Interventional techniques for managing complex cancer‐related pain

Effective management of pain can be achieved in approximately 90% of patients using pharmacological analgesia such as opioids, non‐opioids and adjuvants (Jain [111]). However, for some patients, despite thorough assessment and treatment, it is difficult to attain and maintain adequate pain control and these patients may benefit from interventional techniques (EONS [65]).
Examples of complex pain where interventional techniques may be considered include (Bennett [14], Peat and Hester [170]):
  • nerve plexus invasion (brachial plexopathy or lumbosacral plexopathy)
  • visceral upper abdominal pain (liver, pancreas or stomach cancers)
  • fractures (rib, pelvic, spinal or limb fractures)
  • chest wall pain (infiltration of chest wall and mesothelioma)
  • rectal pain (tumour or persistent following surgery)
  • perioperative management of patients dependent on high‐dose opioids
  • opioid toxicity preventing titration of analgesia.
Effective control can be achieved by a variety of different types of blocks which can reduce intractable cancer pain caused by tumour invasion of soft tissues, nerves or organs. The interventions aim to interrupt the neural pathways of pain transmission.
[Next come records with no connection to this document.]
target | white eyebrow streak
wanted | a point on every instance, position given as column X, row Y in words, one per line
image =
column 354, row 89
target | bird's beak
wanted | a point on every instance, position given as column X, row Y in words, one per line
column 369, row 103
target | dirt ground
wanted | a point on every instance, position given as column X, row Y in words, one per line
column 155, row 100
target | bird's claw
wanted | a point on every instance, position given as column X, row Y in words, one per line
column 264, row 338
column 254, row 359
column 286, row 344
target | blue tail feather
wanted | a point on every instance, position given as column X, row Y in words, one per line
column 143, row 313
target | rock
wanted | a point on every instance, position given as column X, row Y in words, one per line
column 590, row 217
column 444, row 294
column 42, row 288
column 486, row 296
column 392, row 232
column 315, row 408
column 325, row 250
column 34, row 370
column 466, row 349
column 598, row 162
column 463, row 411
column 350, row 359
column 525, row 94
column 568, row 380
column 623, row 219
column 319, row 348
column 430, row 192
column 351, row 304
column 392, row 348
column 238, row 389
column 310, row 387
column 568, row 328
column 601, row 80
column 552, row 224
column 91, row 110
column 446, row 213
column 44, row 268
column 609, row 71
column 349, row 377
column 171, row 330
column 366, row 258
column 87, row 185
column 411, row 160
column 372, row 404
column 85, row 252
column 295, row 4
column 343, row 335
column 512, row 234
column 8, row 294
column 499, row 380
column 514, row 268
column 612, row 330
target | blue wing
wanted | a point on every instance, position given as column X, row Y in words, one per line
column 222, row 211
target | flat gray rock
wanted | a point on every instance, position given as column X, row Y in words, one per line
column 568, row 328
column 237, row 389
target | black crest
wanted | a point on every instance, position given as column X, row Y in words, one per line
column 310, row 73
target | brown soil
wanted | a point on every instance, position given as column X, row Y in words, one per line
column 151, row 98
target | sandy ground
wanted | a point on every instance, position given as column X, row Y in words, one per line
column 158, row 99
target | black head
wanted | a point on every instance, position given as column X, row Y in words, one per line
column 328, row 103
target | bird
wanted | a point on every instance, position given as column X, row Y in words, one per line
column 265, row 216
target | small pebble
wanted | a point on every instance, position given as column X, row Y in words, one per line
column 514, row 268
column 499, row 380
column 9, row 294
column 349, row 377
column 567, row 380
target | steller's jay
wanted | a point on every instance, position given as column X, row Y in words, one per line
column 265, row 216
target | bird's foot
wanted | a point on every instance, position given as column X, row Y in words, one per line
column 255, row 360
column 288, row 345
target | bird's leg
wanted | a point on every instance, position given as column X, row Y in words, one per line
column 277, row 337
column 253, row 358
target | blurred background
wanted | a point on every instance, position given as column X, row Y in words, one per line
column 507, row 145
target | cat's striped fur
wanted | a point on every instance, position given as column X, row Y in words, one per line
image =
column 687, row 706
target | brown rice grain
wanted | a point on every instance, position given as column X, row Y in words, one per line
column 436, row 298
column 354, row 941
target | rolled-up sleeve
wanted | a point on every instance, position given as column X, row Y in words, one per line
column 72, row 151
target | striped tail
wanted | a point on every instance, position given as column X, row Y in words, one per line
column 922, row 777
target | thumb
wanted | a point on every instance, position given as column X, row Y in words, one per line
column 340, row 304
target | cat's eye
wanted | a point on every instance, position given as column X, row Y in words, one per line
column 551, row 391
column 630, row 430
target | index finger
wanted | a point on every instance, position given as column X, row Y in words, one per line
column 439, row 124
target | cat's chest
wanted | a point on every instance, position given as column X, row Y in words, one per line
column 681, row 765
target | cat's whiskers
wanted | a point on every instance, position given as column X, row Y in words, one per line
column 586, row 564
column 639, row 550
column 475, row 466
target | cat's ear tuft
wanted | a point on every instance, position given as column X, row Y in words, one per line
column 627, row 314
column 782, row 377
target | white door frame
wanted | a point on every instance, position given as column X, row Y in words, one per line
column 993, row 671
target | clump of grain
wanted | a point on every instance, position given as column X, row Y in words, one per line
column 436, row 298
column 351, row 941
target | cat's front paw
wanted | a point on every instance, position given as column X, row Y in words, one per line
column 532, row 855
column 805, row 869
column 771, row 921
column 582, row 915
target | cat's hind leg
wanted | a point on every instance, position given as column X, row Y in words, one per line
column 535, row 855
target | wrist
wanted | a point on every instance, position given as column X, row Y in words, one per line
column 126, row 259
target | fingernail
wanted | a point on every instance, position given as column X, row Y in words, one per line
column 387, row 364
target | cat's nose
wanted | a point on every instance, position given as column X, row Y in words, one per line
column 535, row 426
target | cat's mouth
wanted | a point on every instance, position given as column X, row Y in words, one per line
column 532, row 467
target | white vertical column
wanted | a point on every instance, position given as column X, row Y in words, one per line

They can be given as:
  • single nerve blocks and injections (such as trigger point and joint injections)
  • regional peripheral and plexus blocks that target individual nerves, plexuses or ganglia (such as intercostal blocks, lumbar plexus blocks)
  • neuraxial (spinal) blocks (such as epidural and intrathecal).
These interventions can be useful but careful consideration and assessment must take place to ensure that any potential side‐effects are discussed with the patient (interventional techniques may severely limit the patient's activities) and that future planning is addressed with the patient and family as some interventions may limit discharge options for the patient who is dying.
Simpson ([205]) describes the following general principles to follow when considering a nerve block:
  • Pain must be carefully assessed and investigated.
  • Careful explanation and informed consent.
  • Patients and carers must be given time to consider interventions.
  • Those involved in the patient's care must understand the procedure, what it can achieve, aftercare, and beneficial and adverse effects.
  • Nerve blocks must not cause functional defects.
  • Neuro‐destructive procedures must be selective of sensory or autonomic nerves and leave motor paths and sphincters intact.
  • Nerve blocks should not be regarded as a treatment in isolation but must form part of a strategy for analgesia.
  • Nerve blocks must not be left as a last resort when the patient may be too ill to tolerate the technique or to come to a hospital for complex procedures.